The weaker global growth has affected Sweden. Export prospects are worsening and investment is declining. A recovery is expected in 2010, which will gradually lead to rising employment and lower unemployment. Sound public finances are necessary for stable economic development.

Swedish GDP Growth
The Swedish economy continues to weaken. With the international economic downturn, growth in exports has slowed, and households are pessimistic about the tendency of the economy. In 2009, the labor market will soften, and despite an expansionary fiscal policy, growth will remain modest.
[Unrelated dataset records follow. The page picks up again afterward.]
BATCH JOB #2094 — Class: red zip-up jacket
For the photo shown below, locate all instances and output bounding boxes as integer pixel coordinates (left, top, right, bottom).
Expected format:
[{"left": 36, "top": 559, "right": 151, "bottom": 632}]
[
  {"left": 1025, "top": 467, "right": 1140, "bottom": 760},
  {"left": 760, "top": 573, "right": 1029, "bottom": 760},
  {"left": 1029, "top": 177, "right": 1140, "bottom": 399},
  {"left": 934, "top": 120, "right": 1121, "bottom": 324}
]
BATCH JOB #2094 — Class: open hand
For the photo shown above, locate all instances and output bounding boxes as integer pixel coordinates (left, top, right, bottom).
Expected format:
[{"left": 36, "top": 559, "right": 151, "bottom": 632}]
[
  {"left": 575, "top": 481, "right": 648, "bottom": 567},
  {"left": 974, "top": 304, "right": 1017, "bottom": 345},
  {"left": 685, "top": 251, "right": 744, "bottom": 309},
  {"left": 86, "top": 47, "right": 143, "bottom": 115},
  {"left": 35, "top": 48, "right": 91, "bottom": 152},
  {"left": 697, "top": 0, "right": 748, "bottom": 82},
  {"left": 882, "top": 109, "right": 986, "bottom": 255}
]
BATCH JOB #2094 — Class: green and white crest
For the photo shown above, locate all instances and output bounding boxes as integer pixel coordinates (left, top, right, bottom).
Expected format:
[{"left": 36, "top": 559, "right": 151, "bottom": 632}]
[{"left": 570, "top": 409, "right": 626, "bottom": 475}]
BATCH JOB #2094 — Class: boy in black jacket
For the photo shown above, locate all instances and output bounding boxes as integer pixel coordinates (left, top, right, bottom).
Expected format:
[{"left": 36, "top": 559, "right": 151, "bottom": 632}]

In 2010, growth in exports will pick up, and with fiscal policy still expansionary, household consumption will accelerate. All factors considered, GDP growth in calendar-adjusted terms will increase from 1.4 percent in 2008 and 1.6 percent in 2009 to 2.9 percent in 2010.

Labor Market
In the 2008 Budget Bill, the Government stated that the most important task of employment policy is to increase the employment level. Employment and the number of people working have increased sharply since 2006. In 2009, the projected employment rate will be 75.7 percent. Unemployment will increase from 6 percent in 2008 to 6.4 percent in 2009.

Public Finances
Swedish public finances continue to be strong. The government goal is to maintain a surplus in general government net lending averaging 1 percent of GDP over an economic cycle. The net lending is projected to be 1.1 percent of GDP in 2009, 1.6 percent in 2010, and 2.5 percent in 2011. The consolidated gross debt of the general government sector will decrease to 23.8 percent of GDP in 2011 from 35.5 percent in 2008.

This text is based on the Swedish Government Budget Bill for 2009 as well as forecasts by the National Institute of Economic Research.